Algo que define el carnaval en la ciudad de Salta y el Valle de Lerma, son las famosas “carpas”, algo único en el país.

Si hay algo que define a los carnavales en Salta, son las “Carpas”, lugares con carácter casi mítico, que llegó a generar hasta un género musical, la zamba carpera. Algunas funcionan todo el año, como la del “Torito”, en Campo Quijano y “El Gaucho” en El Carril y con una tradición que ya cayó en el olvido: el baile comienza el domingo a la tarde.

Una de las referencias más antiguas es de 1894, que se armaban en el campo de la cruz. Eran entre nueve o diez carpas, separadas por áreas de palenques donde se amarraban los caballos o se estacionaban los carruajes y degüellos. Si bien eran populares, muchos “pitucos” escapan de los salones del centro para pasar un carnaval más movido.

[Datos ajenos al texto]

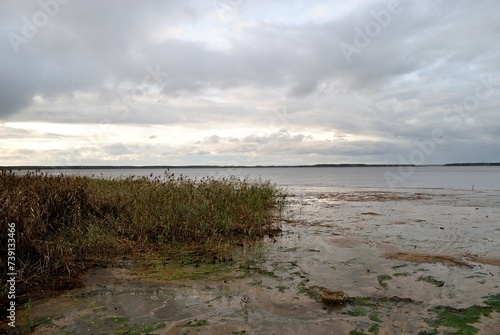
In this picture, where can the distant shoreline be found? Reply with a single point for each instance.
(103, 167)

Desde que se empezó a festejar el carnaval, esos tres días de febrero en Salta nunca pasaron desapercibidos y era la época más esperada del año y siempre estuvo marcada por dos vertientes distintas: una profundamente europea ,como el desfile de carrozas y comparsas y otra muy americana, favorecida por el clima, la gran fiesta y el juego con agua.

A partir de los años 40, hay una explosión de carpas en el Valle de Lerma y muchas alcanzan una fama que trasciende los años, como las de: Carpas de Jaime Capó, de Carlitos Abán en Villa “El Sol”, la Carpa “El Patito” de Salvatierra, “La Cerrillana”, “El Chañarcito” de Marcos Tames y la del “Ciego Nicolás” en San Lorenzo. Una de las más conocidas era la que estuvo durante décadas funcionando en la intersección de la ruta nacional 68 y el acceso al camino a San Agustín, en el sur de la ciudad de Salta.

En los carnavales se gestaron leyendas, ( a más de uno se le enancaba “La Viuda” cuando volvían despacito desde Cerrillos), amores, desamores, poemas, cuentos y sobre todo música y músicos, como los conjuntos de Perico Rioja y sus Changos Peñeros, Abán y su conjunto, Anachuri y su bandoneón, El Payo Solá y su conjunto, El Fiero Arias, Manolo Fernán y su fuelle, Marcos Thames, Gustavo Cuchi Leguizamón y decenas más que dejaron plasmadas el alma del carnaval en su composiciones.

Siempre hubo intentos de la “gente bien y beata” de prohibir o limitar la alegría del carnaval, los intentos fueron en vanos hasta la llegada de la última dictadura militar en 1976, cuando los sectores más reaccionaron cerraron las carpas y casi prohíben los corsos en calle Belgrano. La alegría y la cultura de un pueblo al final venció a la mojigatería y con la retirada de los militares, las carpas volvieron con toda su fuerza y esplendor.

Hoy siguen con buena salud, ya no se baila zambas, ni chacareras, pero siguen muy vigentes, ahora con cumbia y ritmos tropicales, pero en los últimos años, por suerte, estos ritmos comenzaron a ser desplazados por carnavalitos, tinkus o esa mezcla de folklore y ritmos pop sumamente divertidos y especiales para estas épocas de hermoso descontrol.